Taking a break allowed me the opportunity to travel to India to attend one of my dearest cousin’s wedding. I was able to see elderly family members I had thought I wouldn’t have the chance to meet again, reconnected with aunts, uncles and cousins and most of all, celebrate the union of two beautiful people I am so grateful to call family. For the first time in a long time I wasn’t worried about my future or grades, I was with my family and I felt whole. I ate, drank, sang and danced, enjoying every moment of it. During this gap, I was also fortunate enough to travel back to South East Asia and tie up any loose ends. I got to say goodbye to my cat before we rehomed him, I organised boxes of my things that had been packed away when my family moved during the first lockdown, I had to renew identification documents and the list goes on. One of my highlights was meeting high school friends that I had only seen through Facetime for the last 5 years (never having our schedules match prior to the pandemic). There is nothing better than having a few drinks late at night with friends and having them remind you of the time you sat in a bucket and created so much negative pressure that you got stuck (true story)!

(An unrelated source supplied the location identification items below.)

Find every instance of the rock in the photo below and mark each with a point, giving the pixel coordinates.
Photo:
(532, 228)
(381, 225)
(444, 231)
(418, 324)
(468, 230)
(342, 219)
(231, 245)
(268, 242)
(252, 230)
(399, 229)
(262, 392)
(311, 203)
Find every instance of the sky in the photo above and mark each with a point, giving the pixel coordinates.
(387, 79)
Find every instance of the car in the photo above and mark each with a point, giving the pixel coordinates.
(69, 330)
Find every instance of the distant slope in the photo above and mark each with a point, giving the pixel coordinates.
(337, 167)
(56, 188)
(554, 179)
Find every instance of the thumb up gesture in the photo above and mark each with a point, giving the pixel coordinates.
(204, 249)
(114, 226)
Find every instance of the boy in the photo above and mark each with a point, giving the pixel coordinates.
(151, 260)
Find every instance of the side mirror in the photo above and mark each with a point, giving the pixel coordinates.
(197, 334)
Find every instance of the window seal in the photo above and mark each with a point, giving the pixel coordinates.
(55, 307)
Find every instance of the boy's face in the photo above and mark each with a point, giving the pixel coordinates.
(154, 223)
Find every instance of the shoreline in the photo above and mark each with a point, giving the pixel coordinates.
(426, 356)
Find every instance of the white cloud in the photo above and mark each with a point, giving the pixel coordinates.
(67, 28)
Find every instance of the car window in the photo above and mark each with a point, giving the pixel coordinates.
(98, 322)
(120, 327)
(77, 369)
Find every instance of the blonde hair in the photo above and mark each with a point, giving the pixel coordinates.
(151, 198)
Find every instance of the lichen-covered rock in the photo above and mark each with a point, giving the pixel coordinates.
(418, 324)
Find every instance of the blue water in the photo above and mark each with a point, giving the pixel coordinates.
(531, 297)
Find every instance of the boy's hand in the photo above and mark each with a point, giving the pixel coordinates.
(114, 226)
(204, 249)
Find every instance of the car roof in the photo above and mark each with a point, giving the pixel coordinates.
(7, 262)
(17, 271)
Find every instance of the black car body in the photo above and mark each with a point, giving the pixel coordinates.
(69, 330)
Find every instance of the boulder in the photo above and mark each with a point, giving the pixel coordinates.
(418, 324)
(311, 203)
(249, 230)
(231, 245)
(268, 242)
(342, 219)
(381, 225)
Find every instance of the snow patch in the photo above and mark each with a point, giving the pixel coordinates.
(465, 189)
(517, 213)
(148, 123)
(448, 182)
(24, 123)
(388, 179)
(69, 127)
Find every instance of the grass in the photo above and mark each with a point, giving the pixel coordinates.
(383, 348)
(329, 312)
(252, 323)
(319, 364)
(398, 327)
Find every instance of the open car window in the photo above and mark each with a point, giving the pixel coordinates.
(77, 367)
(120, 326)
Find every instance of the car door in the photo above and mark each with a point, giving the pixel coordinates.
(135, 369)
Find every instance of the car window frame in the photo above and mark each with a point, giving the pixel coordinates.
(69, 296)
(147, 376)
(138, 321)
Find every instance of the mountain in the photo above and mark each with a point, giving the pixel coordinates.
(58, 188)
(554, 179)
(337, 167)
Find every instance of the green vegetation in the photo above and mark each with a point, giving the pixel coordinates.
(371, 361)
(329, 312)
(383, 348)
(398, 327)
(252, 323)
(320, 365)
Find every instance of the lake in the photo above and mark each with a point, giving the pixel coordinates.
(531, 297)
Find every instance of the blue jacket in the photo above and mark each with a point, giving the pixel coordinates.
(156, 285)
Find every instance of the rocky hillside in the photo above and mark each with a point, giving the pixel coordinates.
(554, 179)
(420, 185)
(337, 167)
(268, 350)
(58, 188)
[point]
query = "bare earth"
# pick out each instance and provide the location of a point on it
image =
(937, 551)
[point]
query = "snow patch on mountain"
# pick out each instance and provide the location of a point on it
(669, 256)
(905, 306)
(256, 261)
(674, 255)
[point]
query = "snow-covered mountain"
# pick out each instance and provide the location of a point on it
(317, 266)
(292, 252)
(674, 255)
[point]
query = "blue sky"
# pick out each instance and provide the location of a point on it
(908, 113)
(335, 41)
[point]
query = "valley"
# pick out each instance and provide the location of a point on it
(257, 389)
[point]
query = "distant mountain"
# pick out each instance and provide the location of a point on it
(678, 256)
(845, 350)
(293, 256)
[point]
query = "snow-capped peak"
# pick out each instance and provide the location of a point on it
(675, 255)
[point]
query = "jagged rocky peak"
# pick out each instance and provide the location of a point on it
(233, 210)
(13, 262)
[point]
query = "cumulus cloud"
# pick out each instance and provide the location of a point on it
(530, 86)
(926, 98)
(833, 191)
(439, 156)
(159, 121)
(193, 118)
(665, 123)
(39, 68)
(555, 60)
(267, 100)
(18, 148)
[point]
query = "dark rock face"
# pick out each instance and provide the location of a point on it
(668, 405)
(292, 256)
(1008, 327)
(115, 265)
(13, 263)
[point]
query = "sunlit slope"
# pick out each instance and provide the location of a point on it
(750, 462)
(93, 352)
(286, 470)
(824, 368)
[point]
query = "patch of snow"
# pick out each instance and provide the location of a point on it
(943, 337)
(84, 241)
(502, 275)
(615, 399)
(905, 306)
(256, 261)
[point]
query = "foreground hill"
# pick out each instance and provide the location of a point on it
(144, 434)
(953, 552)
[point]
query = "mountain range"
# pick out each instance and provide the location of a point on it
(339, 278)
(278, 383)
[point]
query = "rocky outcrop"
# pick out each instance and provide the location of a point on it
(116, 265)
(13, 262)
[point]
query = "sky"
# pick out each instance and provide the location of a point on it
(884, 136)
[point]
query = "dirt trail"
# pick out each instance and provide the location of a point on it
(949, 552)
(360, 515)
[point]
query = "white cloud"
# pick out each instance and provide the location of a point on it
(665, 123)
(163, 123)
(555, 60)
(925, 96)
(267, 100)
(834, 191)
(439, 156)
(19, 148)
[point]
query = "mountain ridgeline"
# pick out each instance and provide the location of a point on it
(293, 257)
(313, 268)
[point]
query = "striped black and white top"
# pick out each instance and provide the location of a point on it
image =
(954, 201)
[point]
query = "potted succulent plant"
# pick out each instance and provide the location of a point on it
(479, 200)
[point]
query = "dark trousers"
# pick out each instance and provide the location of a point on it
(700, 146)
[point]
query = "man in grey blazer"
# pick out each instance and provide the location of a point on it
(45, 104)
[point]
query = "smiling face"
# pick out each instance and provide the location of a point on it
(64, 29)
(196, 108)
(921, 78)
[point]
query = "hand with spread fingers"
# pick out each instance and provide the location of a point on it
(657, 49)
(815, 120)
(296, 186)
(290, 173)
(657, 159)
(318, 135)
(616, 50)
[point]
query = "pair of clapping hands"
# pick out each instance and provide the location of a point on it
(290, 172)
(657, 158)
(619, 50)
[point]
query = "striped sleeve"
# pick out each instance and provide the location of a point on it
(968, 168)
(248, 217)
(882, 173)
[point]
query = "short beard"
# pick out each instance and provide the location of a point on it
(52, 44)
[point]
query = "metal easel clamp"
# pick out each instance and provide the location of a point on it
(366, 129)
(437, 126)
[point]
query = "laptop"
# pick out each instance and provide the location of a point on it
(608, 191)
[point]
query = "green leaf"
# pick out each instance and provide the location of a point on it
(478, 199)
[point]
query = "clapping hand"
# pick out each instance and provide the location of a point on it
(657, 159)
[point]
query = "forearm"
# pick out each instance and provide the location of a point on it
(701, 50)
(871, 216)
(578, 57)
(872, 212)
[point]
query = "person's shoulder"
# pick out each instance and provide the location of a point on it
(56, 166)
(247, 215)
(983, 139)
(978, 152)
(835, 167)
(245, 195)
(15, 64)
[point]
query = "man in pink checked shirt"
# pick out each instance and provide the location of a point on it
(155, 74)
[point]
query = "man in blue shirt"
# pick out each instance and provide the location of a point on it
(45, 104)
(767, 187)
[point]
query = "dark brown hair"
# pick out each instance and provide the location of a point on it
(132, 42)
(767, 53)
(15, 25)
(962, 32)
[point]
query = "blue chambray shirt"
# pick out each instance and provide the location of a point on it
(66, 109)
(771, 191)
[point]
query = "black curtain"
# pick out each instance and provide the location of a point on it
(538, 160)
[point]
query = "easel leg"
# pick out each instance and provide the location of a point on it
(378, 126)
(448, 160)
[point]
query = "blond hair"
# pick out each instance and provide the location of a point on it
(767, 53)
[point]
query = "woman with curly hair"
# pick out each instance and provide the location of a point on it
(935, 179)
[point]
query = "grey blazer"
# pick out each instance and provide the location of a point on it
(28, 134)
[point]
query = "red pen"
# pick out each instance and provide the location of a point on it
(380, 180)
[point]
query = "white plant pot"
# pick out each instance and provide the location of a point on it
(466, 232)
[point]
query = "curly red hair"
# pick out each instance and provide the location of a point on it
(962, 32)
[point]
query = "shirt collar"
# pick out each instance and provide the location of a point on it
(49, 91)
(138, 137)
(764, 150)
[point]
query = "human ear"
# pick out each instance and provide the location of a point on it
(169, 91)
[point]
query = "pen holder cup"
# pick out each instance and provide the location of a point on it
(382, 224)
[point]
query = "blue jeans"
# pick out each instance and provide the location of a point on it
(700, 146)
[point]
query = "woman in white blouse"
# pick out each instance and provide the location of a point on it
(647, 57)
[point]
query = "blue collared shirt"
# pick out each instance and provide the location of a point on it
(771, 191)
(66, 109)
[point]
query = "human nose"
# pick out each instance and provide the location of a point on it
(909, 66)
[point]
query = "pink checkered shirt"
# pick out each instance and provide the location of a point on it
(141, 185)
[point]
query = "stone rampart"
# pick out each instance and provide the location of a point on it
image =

The gap year gave me time to switch off my vet brain for a bit and just relax. Not long after I decided to take a break did I begin to bored and sought after vet-related articles/shows/news. Not forcing myself to learn made me more inquisitive about veterinary medicine. A flicker of curiosity started from within. After a few months into my gap, the passion came back and in full force! Thankfully this was just in time for supps and strangely enough, almost every page of my notes I read stuck in my head! It was almost as if I had emptied the bin on my laptop (brain) and suddenly gained an enormous amount of space! This was evident in my supp results as there was no denying I passed them with flying colours. After this, I had a few months of break to rest a little bit more before I was to come back for the second semester of fourth year. I came back energised, enthusiastic and engaged, with a calm brain, unlike before when it was in a constant state of throbbing. Above all, I came back with the passion and determination to become a vet stronger than it’s ever been.

So, if you’re reading this and feel like this could be you, reach out for help. Don’t be shy! Getting help or taking a gap can seem daunting and scary as hell, but I promise you, the first step always seems like the hardest but once you get over it, you’ll be sweet as.